Computer-aided design and analysis of circuits and semiconductor – Nanotechnology related integrated circuit design
Reexamination Certificate
1999-07-23
2002-07-16
Niebling, John F. (Department: 2812)
Computer-aided design and analysis of circuits and semiconductor
Nanotechnology related integrated circuit design
C716S030000
Reexamination Certificate
active
06421809
ABSTRACT:
FIELD OF THE INVENTION
The invention relates to methods for designing essentially digital devices, and focuses on memory related design issues, more in particular with respect to power consumption of said digital devices.
BACKGROUND OF THE INVENTION
An essentially digital device comprises at least of a memory organization (an amount of memories with their sizes and an interconnection pattern); and registers. Such a memory organization is determined during the design process of said digital device. The operation of an essentially digital system can essentially be described as a set of data access operations or instructions on data structures or variables, being stored in said memories.
In [L. Stok, Data path synthesis, integration, the VLSI journal, Vol.1.18, pp.1-71, June 1994.] register allocation, starting from a filly scheduled flow graph (thus ordered data access operations or instructions are used as input), are resented. Said allocation techniques are scalar oriented. Many of these techniques construct a scalar conflict or compatibility graph and solve the problem using graph coloring or clique partitioning. This conflict graph is fully determined by the schedule which is fixed before. This means that no effort is spent to come up with an optimal conflict graph and thus the potential optimization by reconsidering the schedule is. not exploited. Moreover only register allocation is addressed and not memories.

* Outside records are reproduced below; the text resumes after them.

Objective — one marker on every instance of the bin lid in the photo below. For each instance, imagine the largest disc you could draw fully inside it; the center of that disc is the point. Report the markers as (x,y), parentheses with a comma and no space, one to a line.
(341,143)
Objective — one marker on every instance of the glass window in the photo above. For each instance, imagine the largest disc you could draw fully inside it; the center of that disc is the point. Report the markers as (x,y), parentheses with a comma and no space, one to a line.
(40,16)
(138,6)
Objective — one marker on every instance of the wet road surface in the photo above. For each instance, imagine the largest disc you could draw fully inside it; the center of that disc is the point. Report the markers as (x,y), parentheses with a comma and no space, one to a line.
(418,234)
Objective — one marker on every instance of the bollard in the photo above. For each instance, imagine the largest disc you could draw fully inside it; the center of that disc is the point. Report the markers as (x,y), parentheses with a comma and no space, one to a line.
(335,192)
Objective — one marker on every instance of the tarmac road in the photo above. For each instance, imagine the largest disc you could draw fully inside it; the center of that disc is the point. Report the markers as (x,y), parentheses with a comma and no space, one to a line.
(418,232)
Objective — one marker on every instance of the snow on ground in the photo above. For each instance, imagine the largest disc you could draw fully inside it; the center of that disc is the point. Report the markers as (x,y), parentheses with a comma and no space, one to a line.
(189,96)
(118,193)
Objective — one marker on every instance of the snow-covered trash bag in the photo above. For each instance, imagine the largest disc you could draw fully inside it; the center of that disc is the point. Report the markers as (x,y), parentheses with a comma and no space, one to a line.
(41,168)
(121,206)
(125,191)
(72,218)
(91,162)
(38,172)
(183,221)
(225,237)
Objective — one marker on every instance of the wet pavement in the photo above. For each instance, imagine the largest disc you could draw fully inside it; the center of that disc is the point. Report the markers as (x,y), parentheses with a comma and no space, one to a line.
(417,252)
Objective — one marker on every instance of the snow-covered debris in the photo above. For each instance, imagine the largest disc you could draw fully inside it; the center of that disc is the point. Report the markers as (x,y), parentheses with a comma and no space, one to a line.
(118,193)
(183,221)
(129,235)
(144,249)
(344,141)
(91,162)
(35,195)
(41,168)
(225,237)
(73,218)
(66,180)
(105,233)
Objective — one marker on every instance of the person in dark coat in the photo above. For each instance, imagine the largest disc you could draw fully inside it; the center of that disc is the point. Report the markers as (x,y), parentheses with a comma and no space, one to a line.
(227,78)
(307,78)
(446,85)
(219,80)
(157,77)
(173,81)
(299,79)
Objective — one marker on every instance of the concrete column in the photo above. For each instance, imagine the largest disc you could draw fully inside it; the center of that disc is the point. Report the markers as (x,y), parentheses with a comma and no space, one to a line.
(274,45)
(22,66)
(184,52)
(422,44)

In the less explored domain of memory allocation and assignment for hardware systems, the current techniques start from a given schedule [L, Ramachandran, D. Gajski, V. Chaiyakul, An algorithm for array variable clustering, Proceedings European Design and Test Conference, pp.262-266, Paris, March. 1994.],[P. Lippens, J. van Meerbergen, W. Verhaegh, A. van der Werf, Allocation of Multiport Memories for Hierarchical Data Streams, Proceedings IEEE International Conference on Computer-Aided Design, pp.728-735, Santa Clara, November 1993.],[O. Sentieys, D. Chillet, J. P. Diguet, J. Philippe, Memory module selection for high-level synthesis, Proceedings IEEE workshop on VLSI signal processing, Monterey Calif., Oct. 1996.] or perform first a bandwidth estimation step [F. Balasa, F. Catthoor, H. DeMan, Dataflow-driven memory allocation for multi-dimensional processing systems”, Proceedings IEEE International Conference on Computer Aided Design}, San Jose Calif., November 1994.] which is a kind of crude ordering that does not really optimize the conflict graph either. These techniques have to operate on groups of signals instead of on scalars to keep the complexity acceptable.
In the parallel compiler domain [M. Al-Mouhamed, S. Seiden, A Heuristic Storage for Minimizing Access Time of Arbitrary Data Paterns, IEEE Transactions on Parallel and Distributed Systems, Vol.8, No.4, pp.441-447, Apr. 1997.] proposes a technique to partition arrays into groups of data that have to be assigned to different memories such that they can be accessed simultaneously for an SIMD architecture. They combine the constraints of a number of given access patterns into a single linear address transformation that calculates for every data element the memory in which it should be stored to minimize the total access time. This technique allows to avoid the allocation of multi-port memories for storing data with self-conflicts, by explicitly splitting arrays into smaller arrays that can be assigned to single port memories. However said method does not exploit all optimization opportunities for instance by rescheduling data access instructions.
In the scheduling domain, the techniques optimizing for the number of resources given the cycle budget mostly operate on the scalar level. Many of these techniques try to reduce the memory related cost by estimating the required number of registers for a given schedule. Only few of them try to reduce the required memory bandwidth, which they do by minimizing the number of simultaneous data accesses. They do not take into account which data is being accessed simultaneously. Also no real effort is spent to optimize the data access conflict graphs such that subsequent register/memory allocation tasks can do a better job.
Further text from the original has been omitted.